Thursday marks Lilly’s fifth global day of service, a special day when a sea of volunteers clad in red shirts pour into their communities to do service projects.
Since the program launched in 2008, employees have given nearly 500,000 hours through Lilly Global Day of Service initiatives, making it one of the largest single-day volunteer programs in the world.
This year, more than 20,000 Lilly employees will be volunteering in 40 countries. From Canada to Korea, teams are focusing on projects that strengthen our communities, our environment, and the lives of the people we serve as a global health company.
Here in Indy, we’ll have about 8,000 red shirts out in the community. For instance, we’ll be working on projects that help cancer patients and military veterans and assisting organizers as they prepare for the annual Walk to End Alzheimer’s. And, our biggest Indianapolis-based project is in support of an exciting collaboration called Reconnecting to Our Waterways (ROW).
ROW is dedicated to strengthening our city’s waterways and adjacent neighborhoods along White River, Fall Creek, Eagle Creek, Central Canal, Pogue’s Run and Pleasant Run. It’s a multi-year effort that is being guided by a coalition of more than 100 partners who are focused on doing more together than any one organization could have done alone.
Many of our projects on Thursday are going to be labor intensive.
Some of us “desk jockeys” are in for a strenuous – but rewarding – day.

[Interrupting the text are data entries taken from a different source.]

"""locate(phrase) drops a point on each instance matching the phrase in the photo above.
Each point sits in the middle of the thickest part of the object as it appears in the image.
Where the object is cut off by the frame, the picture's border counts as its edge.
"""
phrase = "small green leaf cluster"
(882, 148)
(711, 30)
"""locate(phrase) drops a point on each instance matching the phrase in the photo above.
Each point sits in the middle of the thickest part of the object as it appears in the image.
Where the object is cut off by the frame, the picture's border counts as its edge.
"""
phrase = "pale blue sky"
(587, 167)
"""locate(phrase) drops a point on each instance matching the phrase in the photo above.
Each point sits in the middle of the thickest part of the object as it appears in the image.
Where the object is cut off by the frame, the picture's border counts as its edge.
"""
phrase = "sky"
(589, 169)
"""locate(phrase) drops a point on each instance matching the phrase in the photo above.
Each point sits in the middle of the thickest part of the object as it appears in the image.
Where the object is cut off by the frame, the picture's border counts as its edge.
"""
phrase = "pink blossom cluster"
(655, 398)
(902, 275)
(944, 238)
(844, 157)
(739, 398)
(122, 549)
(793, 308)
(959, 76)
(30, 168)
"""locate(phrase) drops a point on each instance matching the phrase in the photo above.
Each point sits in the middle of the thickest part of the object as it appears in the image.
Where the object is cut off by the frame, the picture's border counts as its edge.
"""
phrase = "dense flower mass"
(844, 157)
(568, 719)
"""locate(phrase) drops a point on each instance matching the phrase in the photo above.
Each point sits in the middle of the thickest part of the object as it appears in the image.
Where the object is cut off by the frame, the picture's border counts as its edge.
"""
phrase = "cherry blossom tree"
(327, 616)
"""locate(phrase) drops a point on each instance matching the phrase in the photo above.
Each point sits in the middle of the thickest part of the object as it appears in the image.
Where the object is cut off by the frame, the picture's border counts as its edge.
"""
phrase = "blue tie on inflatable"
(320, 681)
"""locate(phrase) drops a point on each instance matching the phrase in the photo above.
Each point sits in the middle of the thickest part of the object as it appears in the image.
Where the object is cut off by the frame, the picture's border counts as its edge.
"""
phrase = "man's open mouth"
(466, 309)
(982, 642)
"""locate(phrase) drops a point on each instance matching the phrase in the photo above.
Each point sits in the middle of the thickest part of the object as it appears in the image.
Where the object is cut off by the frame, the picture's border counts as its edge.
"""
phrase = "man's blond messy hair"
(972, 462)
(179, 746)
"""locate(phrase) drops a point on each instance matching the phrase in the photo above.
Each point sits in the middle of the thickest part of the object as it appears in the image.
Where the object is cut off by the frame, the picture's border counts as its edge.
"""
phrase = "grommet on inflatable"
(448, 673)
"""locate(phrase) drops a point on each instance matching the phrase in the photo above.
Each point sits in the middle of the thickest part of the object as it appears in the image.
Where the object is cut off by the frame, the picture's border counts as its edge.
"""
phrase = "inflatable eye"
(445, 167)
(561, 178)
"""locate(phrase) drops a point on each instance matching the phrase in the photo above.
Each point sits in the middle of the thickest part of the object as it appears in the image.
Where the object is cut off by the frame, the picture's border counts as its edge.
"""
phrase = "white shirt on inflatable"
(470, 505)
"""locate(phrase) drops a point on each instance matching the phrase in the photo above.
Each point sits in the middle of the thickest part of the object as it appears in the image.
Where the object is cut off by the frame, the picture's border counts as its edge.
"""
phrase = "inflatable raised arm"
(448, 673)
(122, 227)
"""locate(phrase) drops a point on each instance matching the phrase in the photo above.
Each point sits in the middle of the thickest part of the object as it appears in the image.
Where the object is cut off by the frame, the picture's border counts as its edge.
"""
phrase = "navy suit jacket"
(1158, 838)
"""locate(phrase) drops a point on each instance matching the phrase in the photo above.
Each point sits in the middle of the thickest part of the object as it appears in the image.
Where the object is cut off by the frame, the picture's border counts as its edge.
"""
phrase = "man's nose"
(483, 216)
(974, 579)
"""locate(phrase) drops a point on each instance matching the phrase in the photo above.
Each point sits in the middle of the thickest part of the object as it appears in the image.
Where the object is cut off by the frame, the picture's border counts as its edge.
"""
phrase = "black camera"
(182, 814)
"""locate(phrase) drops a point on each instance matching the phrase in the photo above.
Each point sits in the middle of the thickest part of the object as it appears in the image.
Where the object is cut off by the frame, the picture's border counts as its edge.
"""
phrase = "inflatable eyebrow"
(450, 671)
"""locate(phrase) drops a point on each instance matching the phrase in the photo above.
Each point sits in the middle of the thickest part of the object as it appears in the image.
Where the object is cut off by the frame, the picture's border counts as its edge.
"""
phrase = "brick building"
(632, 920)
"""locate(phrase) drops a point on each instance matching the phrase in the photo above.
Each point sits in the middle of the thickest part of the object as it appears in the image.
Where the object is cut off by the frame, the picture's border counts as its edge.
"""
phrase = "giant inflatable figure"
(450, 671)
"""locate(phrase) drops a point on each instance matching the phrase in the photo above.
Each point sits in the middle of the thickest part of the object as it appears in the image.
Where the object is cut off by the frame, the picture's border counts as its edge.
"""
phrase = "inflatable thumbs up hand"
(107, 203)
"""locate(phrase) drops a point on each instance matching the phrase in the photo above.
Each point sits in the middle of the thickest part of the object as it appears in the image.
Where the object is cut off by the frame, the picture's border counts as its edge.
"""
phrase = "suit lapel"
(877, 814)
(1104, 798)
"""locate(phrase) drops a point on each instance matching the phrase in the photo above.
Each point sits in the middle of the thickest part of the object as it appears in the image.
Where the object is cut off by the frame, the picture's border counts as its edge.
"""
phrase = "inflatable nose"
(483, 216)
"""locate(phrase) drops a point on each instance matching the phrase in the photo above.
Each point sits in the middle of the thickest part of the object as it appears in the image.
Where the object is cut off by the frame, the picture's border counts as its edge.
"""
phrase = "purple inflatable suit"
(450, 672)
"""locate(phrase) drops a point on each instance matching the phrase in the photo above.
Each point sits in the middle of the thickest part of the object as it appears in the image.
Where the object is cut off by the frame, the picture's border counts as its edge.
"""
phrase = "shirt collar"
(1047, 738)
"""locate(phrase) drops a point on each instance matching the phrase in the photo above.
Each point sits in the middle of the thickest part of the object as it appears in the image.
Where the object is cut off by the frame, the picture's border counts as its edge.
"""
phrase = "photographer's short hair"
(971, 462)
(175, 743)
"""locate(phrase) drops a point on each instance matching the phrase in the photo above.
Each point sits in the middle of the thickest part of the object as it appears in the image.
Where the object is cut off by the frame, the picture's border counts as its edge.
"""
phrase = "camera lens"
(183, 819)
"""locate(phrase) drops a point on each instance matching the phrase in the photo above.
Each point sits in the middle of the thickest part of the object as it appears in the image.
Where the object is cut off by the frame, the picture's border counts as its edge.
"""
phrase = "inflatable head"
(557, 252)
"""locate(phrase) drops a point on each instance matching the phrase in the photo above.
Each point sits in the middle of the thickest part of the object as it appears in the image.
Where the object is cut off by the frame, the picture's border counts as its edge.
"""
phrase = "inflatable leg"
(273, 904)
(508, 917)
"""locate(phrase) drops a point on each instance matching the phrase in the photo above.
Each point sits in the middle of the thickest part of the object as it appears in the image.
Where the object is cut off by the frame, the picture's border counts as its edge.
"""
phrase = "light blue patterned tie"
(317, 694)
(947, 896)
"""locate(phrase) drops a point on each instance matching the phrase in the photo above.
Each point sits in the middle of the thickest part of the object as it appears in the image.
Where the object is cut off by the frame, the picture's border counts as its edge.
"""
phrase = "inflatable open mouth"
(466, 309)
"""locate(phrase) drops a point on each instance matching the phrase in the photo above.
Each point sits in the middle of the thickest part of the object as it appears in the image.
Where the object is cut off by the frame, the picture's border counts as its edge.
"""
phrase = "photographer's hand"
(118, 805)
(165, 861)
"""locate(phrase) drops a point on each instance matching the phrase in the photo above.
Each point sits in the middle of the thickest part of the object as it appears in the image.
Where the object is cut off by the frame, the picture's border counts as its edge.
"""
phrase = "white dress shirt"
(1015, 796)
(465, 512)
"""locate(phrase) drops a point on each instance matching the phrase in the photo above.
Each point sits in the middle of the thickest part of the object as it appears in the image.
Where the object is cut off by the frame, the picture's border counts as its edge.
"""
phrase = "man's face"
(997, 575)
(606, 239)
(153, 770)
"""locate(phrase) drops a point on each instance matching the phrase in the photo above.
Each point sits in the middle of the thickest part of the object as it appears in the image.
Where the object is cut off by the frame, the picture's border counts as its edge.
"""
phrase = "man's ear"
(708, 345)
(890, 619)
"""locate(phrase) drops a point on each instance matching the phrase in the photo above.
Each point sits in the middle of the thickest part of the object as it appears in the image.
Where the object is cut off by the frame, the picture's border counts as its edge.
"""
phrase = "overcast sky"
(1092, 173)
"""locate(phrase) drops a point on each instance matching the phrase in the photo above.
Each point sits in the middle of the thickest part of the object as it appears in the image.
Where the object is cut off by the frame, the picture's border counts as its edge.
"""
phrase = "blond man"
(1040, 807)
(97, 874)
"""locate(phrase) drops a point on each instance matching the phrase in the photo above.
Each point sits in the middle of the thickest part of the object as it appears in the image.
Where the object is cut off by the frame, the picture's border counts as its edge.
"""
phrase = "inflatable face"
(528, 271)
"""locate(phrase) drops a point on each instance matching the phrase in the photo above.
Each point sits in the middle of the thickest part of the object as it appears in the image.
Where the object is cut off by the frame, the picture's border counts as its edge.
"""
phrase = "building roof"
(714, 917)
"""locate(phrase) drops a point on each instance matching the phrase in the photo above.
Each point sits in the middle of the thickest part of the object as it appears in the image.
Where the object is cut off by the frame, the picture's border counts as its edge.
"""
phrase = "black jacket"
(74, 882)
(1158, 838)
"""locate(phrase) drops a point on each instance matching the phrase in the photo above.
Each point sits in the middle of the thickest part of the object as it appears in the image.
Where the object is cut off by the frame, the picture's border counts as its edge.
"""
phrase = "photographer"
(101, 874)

I will be joining 2,500 of my fellow employees, as well as students and staff at Ivy Tech Community College, to pick up litter, remove invasive plants and build outdoor education classrooms along Fall Creek, adjacent to Ivy Tech’s downtown campus.
In addition, 1,000 Lilly volunteers will be marking or inspecting 20,000 storm drains. As a requirement of the Clean Water Act, drains will be marked with a “No Dumping” disk, and we will place biodegradable markers that provide information on water pollutants and the benefits of native plants. We’ll do in one day what would have taken the city three years, freeing up public employees for other work and saving taxpayers money.
We’ll post some pictures later this week and some video soon.